Después que han bailado, descienden boleras y flamencas a visitar
a los consumidores en las mesitas, a hacer gastar lo más que se
pueda, según la consigna del dueño del café. Todas las que he visto
son muy jóvenes y bonitas, afeadas tan solamente por lo sórdido de
los vestidos. Hay una niña de trece a catorce años, portadora de
monstruosas piernas postizas. Pregunto a un vecino qué dice la liga
contra la trata de blancas a este respecto, y me contesta que estas
jóvenes son, o por lo menos dicen que son, honestas. De mesa en mesa
van trasegando manzanilla y más manzanilla, de mesa en mesa donde hay
extranjeros o forasteros, porque los nativos conocen el juego y no se
dejan explotar. Las caras de las muchachas, cubiertas de polvos y de
afeites, exageradamente brochadas de rojo, a los resplandores de la luz
eléctrica toman reflejos extraños, se ven en una verdad lamentable,
con un aspecto cuasi grotesco, penoso y triste, en su fiesta, como en
un cuadro de Zuloaga.

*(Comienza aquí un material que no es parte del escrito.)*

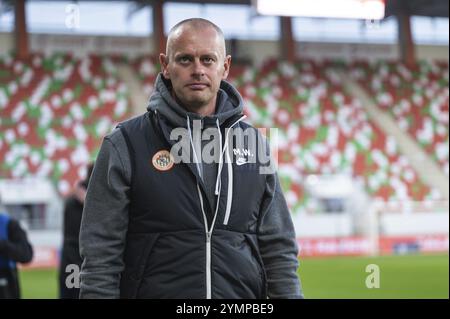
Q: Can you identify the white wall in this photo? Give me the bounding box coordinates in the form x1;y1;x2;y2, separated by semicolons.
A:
0;33;449;65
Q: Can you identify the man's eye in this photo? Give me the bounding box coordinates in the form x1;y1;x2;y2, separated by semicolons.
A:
178;56;190;63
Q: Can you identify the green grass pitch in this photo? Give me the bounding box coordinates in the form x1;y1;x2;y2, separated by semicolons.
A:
20;254;449;299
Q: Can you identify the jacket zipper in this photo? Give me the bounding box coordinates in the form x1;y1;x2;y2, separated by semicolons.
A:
197;115;246;299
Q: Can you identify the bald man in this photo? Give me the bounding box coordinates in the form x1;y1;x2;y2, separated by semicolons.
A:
80;19;303;299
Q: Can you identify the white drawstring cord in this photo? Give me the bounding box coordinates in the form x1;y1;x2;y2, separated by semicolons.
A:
186;115;203;179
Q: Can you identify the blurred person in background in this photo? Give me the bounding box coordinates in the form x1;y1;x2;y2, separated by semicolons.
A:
0;197;33;299
59;163;94;299
80;19;302;299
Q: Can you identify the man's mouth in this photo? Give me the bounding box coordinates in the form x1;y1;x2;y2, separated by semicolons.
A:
187;83;209;91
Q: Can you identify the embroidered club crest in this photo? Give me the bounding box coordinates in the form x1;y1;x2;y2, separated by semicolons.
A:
152;150;174;171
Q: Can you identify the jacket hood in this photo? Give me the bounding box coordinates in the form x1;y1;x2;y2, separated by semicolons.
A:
147;73;243;127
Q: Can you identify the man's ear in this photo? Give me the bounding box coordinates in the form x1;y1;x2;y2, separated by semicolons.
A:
222;55;231;80
159;53;170;79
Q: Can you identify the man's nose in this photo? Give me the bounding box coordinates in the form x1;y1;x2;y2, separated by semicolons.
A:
192;59;205;76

Las infelices beben, beben, para volver a bailar
y volver a beber. Las interpelan conocidos, de chaqueta o americana
corta y sombrero cordobés, les dicen groseras galanterías, les murmuran
proposiciones, se burlan de ellas, y, a veces, las insultan... El piano
inicia de nuevo el son, y ellas, descaradas, bestiales, ingenuas, suben
de nuevo a las tablas.

Toca a los cantadores la tarea. _Cantaor_ en realidad hay uno sólo
de los dos hombres bien afeitados y ceñidos que se sientan en sendas
sillas. Uno toca la guitarra. El otro, el _cantaor_, clava los ojos
en el aire, mirando hacia arriba, y comienza a quejarse, a quejarse
largamente; con un bastón pesado golpea las tablas, llevando el compás,
y la queja se extiende, ondulante, gemido, grito, ay, lamento; y la
boca sigue abierta, como si fuese saliendo de ella una interminable
cinta de notas gemebundas, hasta que sale el verso de la copla, que
se refiere a una de estas tres cosas, que desde hace mil años forman
el tema de los poetas andaluces: su mamá, su novia, la muerte, o
una de tantas vírgenes de su devoción. Entre verso y verso hay unos
ayes desgarradores, unos ayes feroces, de alguien a quien se está
asesinando, y entonces, del público conocedor salen unos cuantos _¡olé
ya!_ aprobativos, mientras la guitarra sigue en rasgueos, o canta o
gime también como el afeitado y berreante _cantaor_. Luego se anuncia
el «americanito». Y sale a cantar un chico de unos diez o doce años,
que bien pudieran ser catorce o quince, y grita, y gime, y berrea
también amores desesperados, habla de la Virgen y de una _puñalaíta_. Y
olé ya. Cuando llegó el chico a mi mesa me pidió un chocolate.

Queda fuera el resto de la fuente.